Hans Linde and Alice Åström, who both represent the Left Party in the Riksdag, also want to explore why Sweden’s parliament failed to live up to its role as a check on the government.
The two are particularly troubled by the fact that the media, rather than a parliamentary inquiry, was responsible for recent revelations that Sweden’s former Social Democratic government knew that the United States was using Sweden as a transit country to transport terror suspects in 2005.
They cite information that the Swedish military carried out undercover surveillance of US government planes at Arlanda airport which confirmed that the planes were carrying detained terror suspects.
“In this situation, one could expect a strong protest from the Swedish government.
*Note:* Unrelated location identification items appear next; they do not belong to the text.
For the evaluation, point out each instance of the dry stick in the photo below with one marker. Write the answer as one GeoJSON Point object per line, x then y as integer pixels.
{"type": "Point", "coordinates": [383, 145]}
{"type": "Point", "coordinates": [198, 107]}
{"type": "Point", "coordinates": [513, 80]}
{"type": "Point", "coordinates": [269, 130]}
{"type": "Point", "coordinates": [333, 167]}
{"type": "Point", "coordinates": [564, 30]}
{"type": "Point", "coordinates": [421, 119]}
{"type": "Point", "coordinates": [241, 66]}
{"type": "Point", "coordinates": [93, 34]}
But despite the revelation, the Swedish government never launched a formal protest against the United States,” write Linde and Åström in an opinion article published Friday in the Göteborgs-Posten newspaper.
The two also have lingering suspicions about Sweden’s cooperation with the US Central Intelligence Agency (CIA) in the forced deportation of two men from Sweden to Egypt in 2001.
“It’s still unclear how many in the then-Social Democratic government knew of the deportations, but there is much to suggest that it was more than just foreign minister Anna Lindh who was involved in the mission,” they write.
The two believe there may be more incidents which have yet to come to light and believe that Sweden’s cooperation with the CIA may be more extensive than currently known.
The want the sitting government to create an independent commission which it hopes would force “all cards to be put on the table” so that “we can put an end to this stain on modern Swedish history”.